Logo Questions Linux Laravel Mysql Ubuntu Git Menu
 

Why do EnumPrintersA and EnumPrintersW request the same amount of memory?

I call EnumPrintersA/EnumPrintersW functions using node-ffi to get list of local printers accessible from my PC.
You should create the buffer which will be filled with information by EnumPrinters function.
But you do not know the required size of the buffer.
In this case you need to execute EnumPrintersA/EnumPrintersW twice.
During the first call this function calculates the amount of memory for information about printers, during the second call this function fills the buffer with information about printers.
In case of Unicode version of EnumPrinters function, each letter in printers name will be encoded using two characters in Windows.

Why the first call to EnumPrintersW returns the same required amount of memory as the first call to EnumPrintersA?
Unicode strings are twice as long as not-unicode strings, but required buffer size is the same.

var ffi = require('ffi')
var ref = require('ref')
var Struct = require('ref-struct')
var wchar_t = require('ref-wchar')

var int = ref.types.int
var intPtr = ref.refType(ref.types.int)
var wchar_string = wchar_t.string

var getPrintersA =  function getPrinters() {
   var PRINTER_INFO_4A = Struct({
      'pPrinterName' : ref.types.CString,
      'pServerName' : ref.types.CString,
      'Attributes' : int
   });

   var printerInfoPtr = ref.refType(PRINTER_INFO_4A);

   var winspoolLib = new ffi.Library('winspool', {
      'EnumPrintersA': [ int, [ int, ref.types.CString, int, printerInfoPtr, int, intPtr, intPtr ] ]
   });

   var pcbNeeded = ref.alloc(int, 0);
   var pcReturned = ref.alloc(int, 0);

   //Get amount of memory for the buffer with information about printers
   var res = winspoolLib.EnumPrintersA(6, ref.NULL, 4, ref.NULL, 0, pcbNeeded, pcReturned);
   if (res != 0) {
      console.log("Cannot get list of printers.

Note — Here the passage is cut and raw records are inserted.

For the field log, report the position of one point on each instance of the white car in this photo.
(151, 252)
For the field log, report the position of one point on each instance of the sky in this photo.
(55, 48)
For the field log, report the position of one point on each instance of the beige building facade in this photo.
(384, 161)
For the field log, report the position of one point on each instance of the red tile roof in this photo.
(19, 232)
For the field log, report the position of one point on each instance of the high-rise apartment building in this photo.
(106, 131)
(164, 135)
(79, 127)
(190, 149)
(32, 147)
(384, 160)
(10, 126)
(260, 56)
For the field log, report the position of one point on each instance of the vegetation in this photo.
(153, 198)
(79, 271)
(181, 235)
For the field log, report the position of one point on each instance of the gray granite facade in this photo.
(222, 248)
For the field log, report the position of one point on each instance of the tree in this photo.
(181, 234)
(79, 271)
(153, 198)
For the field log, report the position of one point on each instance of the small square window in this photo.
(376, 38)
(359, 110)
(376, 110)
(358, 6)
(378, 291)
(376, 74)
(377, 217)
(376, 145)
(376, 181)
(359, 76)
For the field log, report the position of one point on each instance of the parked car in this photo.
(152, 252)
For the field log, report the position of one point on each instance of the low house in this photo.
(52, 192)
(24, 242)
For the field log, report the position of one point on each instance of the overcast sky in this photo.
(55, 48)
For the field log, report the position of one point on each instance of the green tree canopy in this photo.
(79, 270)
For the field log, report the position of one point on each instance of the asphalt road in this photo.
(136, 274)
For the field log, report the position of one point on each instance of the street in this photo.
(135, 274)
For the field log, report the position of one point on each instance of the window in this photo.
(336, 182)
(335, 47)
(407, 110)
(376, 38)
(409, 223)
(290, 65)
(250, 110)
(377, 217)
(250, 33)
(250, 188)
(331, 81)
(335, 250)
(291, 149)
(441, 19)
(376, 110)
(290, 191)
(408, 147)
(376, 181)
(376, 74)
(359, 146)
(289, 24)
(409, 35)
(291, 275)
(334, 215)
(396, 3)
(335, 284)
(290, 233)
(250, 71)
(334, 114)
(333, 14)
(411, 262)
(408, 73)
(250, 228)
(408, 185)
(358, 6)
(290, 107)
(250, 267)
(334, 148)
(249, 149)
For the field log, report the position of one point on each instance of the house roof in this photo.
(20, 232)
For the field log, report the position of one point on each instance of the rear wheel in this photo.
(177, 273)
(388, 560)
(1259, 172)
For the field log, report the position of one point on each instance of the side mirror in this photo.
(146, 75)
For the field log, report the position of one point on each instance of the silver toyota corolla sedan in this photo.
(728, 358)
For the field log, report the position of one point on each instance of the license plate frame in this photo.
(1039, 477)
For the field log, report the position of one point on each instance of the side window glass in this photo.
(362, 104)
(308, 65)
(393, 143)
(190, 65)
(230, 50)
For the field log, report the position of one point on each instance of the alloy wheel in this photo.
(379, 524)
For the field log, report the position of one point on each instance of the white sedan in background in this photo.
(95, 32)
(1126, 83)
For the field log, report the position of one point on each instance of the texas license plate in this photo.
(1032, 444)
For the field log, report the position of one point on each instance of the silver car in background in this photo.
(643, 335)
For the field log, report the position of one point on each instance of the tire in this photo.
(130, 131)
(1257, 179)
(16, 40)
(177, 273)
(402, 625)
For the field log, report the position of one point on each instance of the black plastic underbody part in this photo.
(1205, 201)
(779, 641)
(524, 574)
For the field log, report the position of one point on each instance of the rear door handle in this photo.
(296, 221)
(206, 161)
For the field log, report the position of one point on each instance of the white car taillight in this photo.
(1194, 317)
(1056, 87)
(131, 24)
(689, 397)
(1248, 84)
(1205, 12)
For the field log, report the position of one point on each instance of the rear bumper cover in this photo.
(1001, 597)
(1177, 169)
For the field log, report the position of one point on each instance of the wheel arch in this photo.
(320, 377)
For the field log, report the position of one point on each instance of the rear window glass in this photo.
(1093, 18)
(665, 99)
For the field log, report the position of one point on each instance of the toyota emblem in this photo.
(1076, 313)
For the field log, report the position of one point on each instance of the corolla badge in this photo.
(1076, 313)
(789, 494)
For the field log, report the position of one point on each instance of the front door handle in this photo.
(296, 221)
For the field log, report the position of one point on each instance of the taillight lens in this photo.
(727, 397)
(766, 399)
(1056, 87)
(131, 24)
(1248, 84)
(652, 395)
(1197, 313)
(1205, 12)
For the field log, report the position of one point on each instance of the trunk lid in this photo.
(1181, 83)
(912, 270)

Error during first call to EnumPrintersA. Error: " + res);
      return;
   }

   var bufSize = pcbNeeded.deref();
   var buf = Buffer.alloc(bufSize);

   console.log(bufSize);

   //Fill buf with information about printers
   res = winspoolLib.EnumPrintersA(6, ref.NULL, 4, buf, bufSize, pcbNeeded, pcReturned);
   if (res == 0) {
      console.log("Cannot get list of printers. Eror: " + res);
      return;
   }

   var countOfPrinters = pcReturned.deref();

   var printers = Array(countOfPrinters);
   for (var i = 0; i < countOfPrinters; i++) {
      var pPrinterInfo = ref.get(buf, i*PRINTER_INFO_4A.size, PRINTER_INFO_4A);
      printers[i] = pPrinterInfo.pPrinterName;
   }

   return printers;
};

var getPrintersW =  function getPrinters() {
   var PRINTER_INFO_4W = Struct({
      'pPrinterName' : wchar_string,
      'pServerName' : wchar_string,
      'Attributes' : int
   });

   var printerInfoPtr = ref.refType(PRINTER_INFO_4W);

   var winspoolLib = new ffi.Library('winspool', {
      'EnumPrintersW': [ int, [ int, wchar_string, int, printerInfoPtr, int, intPtr, intPtr ] ]
   });

   var pcbNeeded = ref.alloc(int, 0);
   var pcReturned = ref.alloc(int, 0);

   //Get amount of memory for the buffer with information about printers
   var res = winspoolLib.EnumPrintersW(6, ref.NULL, 4, ref.NULL, 0, pcbNeeded, pcReturned);
   if (res != 0) {
      console.log("Cannot get list of printers. Error during first call to EnumPrintersW. Eror code: " + res);
      return;
   }

   var bufSize = pcbNeeded.deref();
   var buf = Buffer.alloc(bufSize);

   console.log(bufSize);

   //Fill buf with information about printers
   res = winspoolLib.EnumPrintersW(6, ref.NULL, 4, buf, pcbNeeded.deref(), pcbNeeded, pcReturned);
   if (res == 0) {
      console.log("Cannot get list of printers. Eror code: " + res);
      return;
   }

   var countOfPrinters = pcReturned.deref();
   var printers = new Array(countOfPrinters);
   for (var i = 0; i < countOfPrinters; i++) {
      var pPrinterInfo = ref.get(buf, i*PRINTER_INFO_4W.size, PRINTER_INFO_4W);
      printers[i] = pPrinterInfo.pPrinterName;
   }

   return printers;
};

https://msdn.microsoft.com/ru-ru/library/windows/desktop/dd162692(v=vs.85).aspx

BOOL EnumPrinters(
  _In_  DWORD   Flags,
  _In_  LPTSTR  Name,
  _In_  DWORD   Level,
  _Out_ LPBYTE  pPrinterEnum,
  _In_  DWORD   cbBuf,
  _Out_ LPDWORD pcbNeeded,
  _Out_ LPDWORD pcReturned
);

https://msdn.microsoft.com/ru-ru/library/windows/desktop/dd162847(v=vs.85).aspx

typedef struct _PRINTER_INFO_4 {
  LPTSTR pPrinterName;
  LPTSTR pServerName;
  DWORD  Attributes;
} PRINTER_INFO_4, *PPRINTER_INFO_4;
like image 767
Volodymyr Bezuglyy Avatar asked Dec 14 '16 16:12

Volodymyr Bezuglyy


2 Answers

I can confirm that what you found with EnumPrintersA and EnumPrintersW is reproducible. In my machine, they both require 240 bytes.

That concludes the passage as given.